ListPlot[{First@#, if@First@#} & /@ ({freqs, vals}\[Transpose]), AxesLabel -> {"Freq", "Amplitude"};

Subtracting the non-linearity from the spectrum gives us this the spectrum with the non-linearity removed:

ListPlot[trdat, PlotRange -> All, AxesLabel -> {"Freq", "Amplitude"}]

You can get a version of the spectrum with noise more centred on zero by reducing the number of samples to smooth by, but the non-linearity looks more disjointed and it disturbs the level of the response peaks.
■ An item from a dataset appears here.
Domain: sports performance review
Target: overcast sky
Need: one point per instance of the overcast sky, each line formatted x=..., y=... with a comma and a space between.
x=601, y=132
If you drop the smoothing window size down to 100 samples you begin to see the level shift associated with too small a sample window and more noise, and the signal, appearing in the non-linearity:

and

Further low pass filtering of the spectrum shows what maybe some harmonic interaction:

ListPlot[{freqs, MeanFilter[trdat[[All, 2]], 50]}\[Transpose], 

PlotRange -> All, AxesLabel -> {"Freq", "Amplitude"}]

It may be worth noting that noise amplitude seems to increase with frequency, so it may not be Gaussian.

Credit goes to Ondřej Grover from the Signal Processing stackexchange. He suggested using a High pass filter, as it clearly seems to be some low frequency signal. His solution involved a Python script (found here) but something similar can be done with Mathematica.

Using a forward-backward method and some experimentation with cutoff values, we can use Mathematica's Highpassfilter to fix our data (which I originally defined as Sxx:

Sxxfiltered = 
  HighpassFilter[HighpassFilter[Abs[Sxx], 0.0003], 0.0003];

If we now look at what the data looks like, we see that instead of the curvey data we had before, we instead get a nice, straight line.

As you can see on the y-axis the scale is no longer as before, but this can be corrected for without too much trouble.